Is dan de toekomst die ons wacht, deze die Houellebecq in zijn ‘Soumission’ ons voorhoudt en zullen we gedwee, elke vrijdag de moskee, een omgebouwde vroegere kerk, ongeschoeid, na het gebruikelijke handen wassen, betreden?
Is dit een beeld, zo onwaarschijnlijk als het eruit ziet, dat ons wacht: wij biddend tot Allah, al onze westerse waarden verloochenend?
Ik zal het niet meer zien gebeuren, wat niet belet dat ik dit beeld niet wens voor mijn achterkleinkinderen, want Frankrijk ligt niet zo ver af, en als het in Frankrijk regent, droppelt het in België, als België dan nog zou bestaan.
Er is dus vanmorgen, duidelijk een bitterheid en een vrees in mijn gedachten. Ik zal me er moeten van loswrikken; achterlaten de doembeelden die in mij zijn opgerezen, niet alleen vandaag maar ook latent aanwezig in vele zaken die ik doe.
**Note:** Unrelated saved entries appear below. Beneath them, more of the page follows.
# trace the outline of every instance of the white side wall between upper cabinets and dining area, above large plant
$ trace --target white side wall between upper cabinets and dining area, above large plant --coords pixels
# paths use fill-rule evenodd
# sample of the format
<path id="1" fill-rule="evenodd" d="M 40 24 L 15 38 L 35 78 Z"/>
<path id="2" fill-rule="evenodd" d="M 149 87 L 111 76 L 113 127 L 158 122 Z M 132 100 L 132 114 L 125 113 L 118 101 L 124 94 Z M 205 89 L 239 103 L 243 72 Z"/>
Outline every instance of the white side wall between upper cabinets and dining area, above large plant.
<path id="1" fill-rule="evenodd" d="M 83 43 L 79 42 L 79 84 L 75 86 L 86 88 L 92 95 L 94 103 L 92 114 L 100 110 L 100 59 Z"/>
Ik ben een even grote racist als deze van de Profeet, de harde kern ervan. ik ben tegen elke verder inwijking van dergelijke personen, ze betekenen met hun sharia een gevaar voor onze westerse samenleving, en ik stel vast dat hun infiltratie dieper en dieper doordringt.
Ik ben echter geen racist tegenover de gematigden, de echte gelovigen onder hen, integendeel ik weet genoeg welke waarden ze vertegenwoordigen; ik ben geen racist wat de andere niet-Islam volkeren betreft, zij komen hier niet binnen met getrokken messen, en hun religie blijft gedoken, ze zijn er niet op uit ons te bekeren.
Maar dat men me spare, me bevrijde van zij die hier rondlopen met moordgedachten en ons betitelen als ongelovigen.